Nurses’ Contribution to Short-Term Humanitarian Care in Low to Middle Income Countries: An Integrative Review of the Literature

Document Type

Article

Publication Date

3-2017

Publication Details

This article was originally published as:

Dawson, S., Elliott, D., & Jackson, D. (2017). Nurses’ contribution to short-term humanitarian care in low to middle income countries: An integrative review of the literature. Journal of Clinical Nursing, Prepublished 23 March 2017, doi:10.1111/jocn.13816

ISSN: 1365-2702

ANZSRC / FoR Code

111003 Clinical Nursing: Secondary (Acute Care)

Reportable Items

C1

Abstract

Aim

To appraise the literature related to voluntary humanitarian work provided by international nurses in low to middle income countries (LMICs).

Background

Nurses and other health professionals are engaged with both governmental and non-governmental organisations to provide care within international humanitarian relief and development contexts. Current literature describes accounts of charitable health professional activity within short-term health focused humanitarian trips; however, there is minimal research describing the care that nurses provide and the professional roles and tasks they fulfil whilst participating in international volunteer health care service.

Design

Integrative review.

Methods

A search of articles published between 1995-2015 was conducted using seven bibliographic databases.
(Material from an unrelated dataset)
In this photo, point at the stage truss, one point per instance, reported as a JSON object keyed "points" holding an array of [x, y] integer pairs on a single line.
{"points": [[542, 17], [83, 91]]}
Inclusion criteria incorporated nurses and allied health professionals’ involvement in a volunteer short term medical team capacity. Papers describing military and/or disaster response, with a service learning focus were excluded. Nineteen papers were selected for review, description and discussion of findings.

Results

Findings revealed limited data describing the care nurses provide and the professional roles and tasks they fulfil within the context of international humanitarian short-term medical trips. Issues raised included a description of demographic data regarding participants and sending agencies, motivation for volunteer participation, perceptions of effectiveness of particular programmes and sustainability issues related to cultural, ethical or moral obligations of foreign health professionals working in a LMIC.

Conclusion

Study findings highlighted that although nurses are recruited and participate in health-focused humanitarian activities in LMICs, there is extremely limited documented research about the amount and type of care that nurses specifically provide in this context. Furthermore, when identified, it is most often hidden within studies outlining services provided by health care teams and not specific to the discipline of nursing. Further research is therefore required to enable greater understanding of nursing care in this context, and to inform prospective volunteers of expected nursing practice.

Relevance to Clinical Practice

This paper provides an analysis of available literature describing nursing involvement within the particular context of short term medical teams delivering charitable health care.